SlotGNN: Unsupervised Discovery of Multi-Object Representations and Visual Dynamics

Learning multi-object dynamics from visual data using unsupervised techniques is challenging due to the need for robust, object representations that can be learned through robot interactions. This paper presents a novel framework with two new architectures: SlotTransport for discovering object representations from RGB images and SlotGNN for predicting their collective dynamics from RGB images and robot interactions. Our SlotTransport architecture is based on slot attention for unsupervised object discovery and uses a feature transport mechanism to maintain temporal alignment in object-centric representations. This enables the discovery of slots that consistently reflect the composition of multi-object scenes. These slots robustly bind to distinct objects, even under heavy occlusion or absence. Our SlotGNN, a novel unsupervised graph-based dynamics model, predicts the future state of multi-object scenes. SlotGNN learns a graph representation of the scene using the discovered slots from SlotTransport and performs relational and spatial reasoning to predict the future appearance of each slot conditioned on robot actions. We demonstrate the effectiveness of SlotTransport in learning object-centric features that accurately encode both visual and positional information. Further, we highlight the accuracy of SlotGNN in downstream robotic tasks, including challenging multi-object rearrangement and long-horizon prediction. Finally, our unsupervised approach proves effective in the real world. With only minimal additional data, our framework robustly predicts slots and their corresponding dynamics in real-world control tasks.

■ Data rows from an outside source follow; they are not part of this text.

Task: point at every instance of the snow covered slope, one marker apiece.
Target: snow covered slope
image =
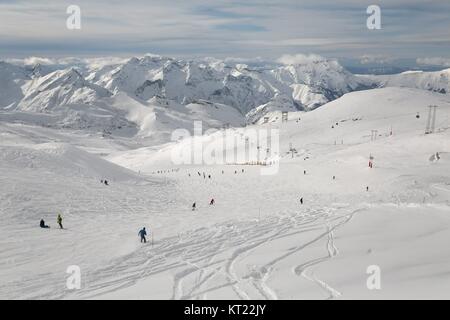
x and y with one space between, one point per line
257 241
438 81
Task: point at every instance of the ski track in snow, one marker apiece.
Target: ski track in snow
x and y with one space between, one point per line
199 250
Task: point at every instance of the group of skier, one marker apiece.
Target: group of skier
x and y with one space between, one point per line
58 220
211 203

翻译：从视觉数据中通过无监督技术学习多目标动力学极具挑战性，关键在于需要能够通过机器人交互学习的鲁棒目标表示。本文提出一个新型框架，包含两种新架构：用于从RGB图像发现目标表示的SlotTransport，以及用于从RGB图像和机器人交互预测其集体动力学的SlotGNN。我们的SlotTransport架构基于槽注意力机制实现无监督目标发现，并采用特征传输机制维持以目标为中心的表征在时间维度上的对齐性。这使得发现的槽能够持续反映多目标场景的组成结构，即便在严重遮挡或目标缺失的情况下，这些槽也能鲁棒地绑定到不同目标。我们提出的SlotGNN是一种新型无监督图基动力学模型，可预测多目标场景的未来状态。该模型利用SlotTransport发现的槽构建场景图表示，通过关系推理与空间推理，根据机器人动作条件预测每个槽的未来外观。我们证明了SlotTransport在学习准确编码视觉与位置信息的目标中心特征方面的有效性。此外，我们突出展示了SlotGNN在具有挑战性的多目标重排与长时程预测等下游机器人任务中的准确性。最后，我们提出的无监督方法在真实世界中验证了有效性。仅需极少量额外数据，该框架便能在真实控制任务中鲁棒地预测槽及其对应动力学。